El estrés oxidativo disminuye la vía WNT en la piel
Dado que la vía WNT, implicada en la diferenciación de los melanocitos, parece verse afectada en la piel con vitíligo, los inventores intentaron determinar el elemento - que se sabía que estaba implicado en el vitíligo - responsable de esta desregulación. Se informó que el estrés oxidativo inhibe la vía WNT/beta-catenina en las células renales [Shin, 2004]. Los inventores estudiaron el impacto del estrés oxidativo sobre la activación de WNT/beta-catenina en la piel.
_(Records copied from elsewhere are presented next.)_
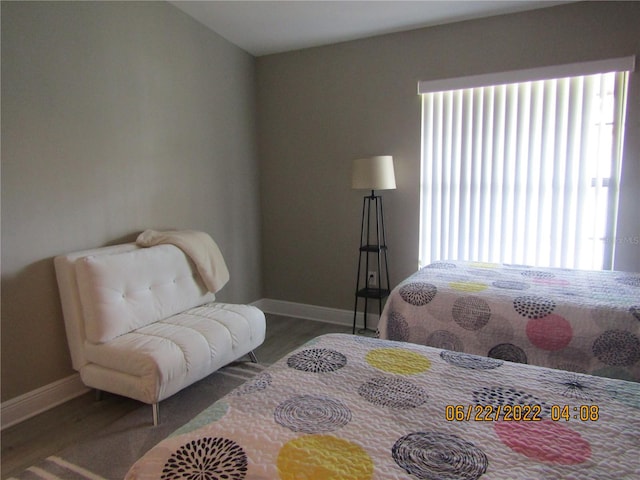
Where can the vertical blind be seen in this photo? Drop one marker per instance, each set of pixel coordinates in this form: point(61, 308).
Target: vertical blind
point(525, 172)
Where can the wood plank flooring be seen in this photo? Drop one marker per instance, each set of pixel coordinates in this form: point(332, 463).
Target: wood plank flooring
point(42, 436)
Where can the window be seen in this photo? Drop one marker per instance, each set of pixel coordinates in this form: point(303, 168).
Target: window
point(525, 172)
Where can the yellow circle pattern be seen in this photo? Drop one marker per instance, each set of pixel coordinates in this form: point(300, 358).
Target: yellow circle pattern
point(323, 457)
point(397, 360)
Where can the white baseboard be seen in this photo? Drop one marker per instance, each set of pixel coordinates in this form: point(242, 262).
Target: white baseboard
point(32, 403)
point(314, 312)
point(37, 401)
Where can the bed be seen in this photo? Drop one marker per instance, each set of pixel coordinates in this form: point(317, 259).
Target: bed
point(348, 407)
point(577, 320)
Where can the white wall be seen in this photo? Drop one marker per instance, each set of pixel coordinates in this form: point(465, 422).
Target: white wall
point(320, 108)
point(116, 117)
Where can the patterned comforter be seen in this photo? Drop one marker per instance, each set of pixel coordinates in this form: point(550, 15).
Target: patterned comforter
point(577, 320)
point(346, 407)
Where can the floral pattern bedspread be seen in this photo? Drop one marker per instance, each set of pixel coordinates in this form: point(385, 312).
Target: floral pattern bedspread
point(577, 320)
point(347, 407)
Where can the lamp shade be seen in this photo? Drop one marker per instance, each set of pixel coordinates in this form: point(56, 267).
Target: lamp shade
point(373, 173)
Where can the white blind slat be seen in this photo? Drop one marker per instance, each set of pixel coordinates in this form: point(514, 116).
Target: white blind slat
point(516, 173)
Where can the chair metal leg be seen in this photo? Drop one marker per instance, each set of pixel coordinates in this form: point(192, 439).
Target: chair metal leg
point(253, 357)
point(156, 413)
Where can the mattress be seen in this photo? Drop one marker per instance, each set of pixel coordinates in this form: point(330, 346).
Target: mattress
point(577, 320)
point(348, 407)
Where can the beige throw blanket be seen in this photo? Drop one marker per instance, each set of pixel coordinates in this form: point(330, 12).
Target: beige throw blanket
point(200, 247)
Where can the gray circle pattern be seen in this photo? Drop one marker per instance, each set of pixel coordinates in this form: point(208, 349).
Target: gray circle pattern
point(208, 458)
point(617, 348)
point(256, 384)
point(312, 414)
point(317, 360)
point(501, 396)
point(439, 456)
point(393, 392)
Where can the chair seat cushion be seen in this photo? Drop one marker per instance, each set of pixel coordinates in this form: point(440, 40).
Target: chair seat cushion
point(179, 350)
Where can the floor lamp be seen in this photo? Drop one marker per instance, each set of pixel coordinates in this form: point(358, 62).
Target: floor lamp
point(372, 173)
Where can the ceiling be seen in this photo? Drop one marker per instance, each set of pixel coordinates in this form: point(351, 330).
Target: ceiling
point(265, 27)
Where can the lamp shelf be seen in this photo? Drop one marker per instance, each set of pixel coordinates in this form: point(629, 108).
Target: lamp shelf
point(372, 248)
point(373, 293)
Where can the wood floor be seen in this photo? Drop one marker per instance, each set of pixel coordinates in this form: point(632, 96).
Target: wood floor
point(42, 436)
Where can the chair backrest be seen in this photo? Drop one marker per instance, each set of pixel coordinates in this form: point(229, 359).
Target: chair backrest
point(109, 291)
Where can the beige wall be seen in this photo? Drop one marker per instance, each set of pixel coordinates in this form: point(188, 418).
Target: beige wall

Indujeron un estrés oxidativo con H2O2. en melanocitos y queratinocitos y analizaron la expresión de la familia lEf y WNT. Después de 24 horas en presencia de H2O2, la expresión de LEF y de la mayor parte de WNT, disminuyó tanto en melanocitos (Figura 4A y Figura 10A) como en queratinocitos (Figura 4B y Figura 10B). Se observó el mismo resultado en piel entera, ya que la estimulación de biopsias de piel en un modelo ex vivo (validado en la Figura 4) con H2O2, indujo una disminución de la expresión de LEF y de la mayor parte de la familia WNT (Figura 4C y Figura 10C). Por último, los inventores estudiaron la actividad del promotor LEF bajo estrés oxidativo. Utilizaron un indicador de luciferasa TCF/LEF en melanocitos y queratinocitos. En consonancia con la disminución de la expresión de varios WNT bajo estrés oxidativo, la actividad del promotor TCF/LEF también disminuyó de una manera sensible a la dosis bajo estrés oxidativo.
En conjunto, estos resultados mostraron que el estrés oxidativo mantiene una baja activación de la vía WNT/betacatenina.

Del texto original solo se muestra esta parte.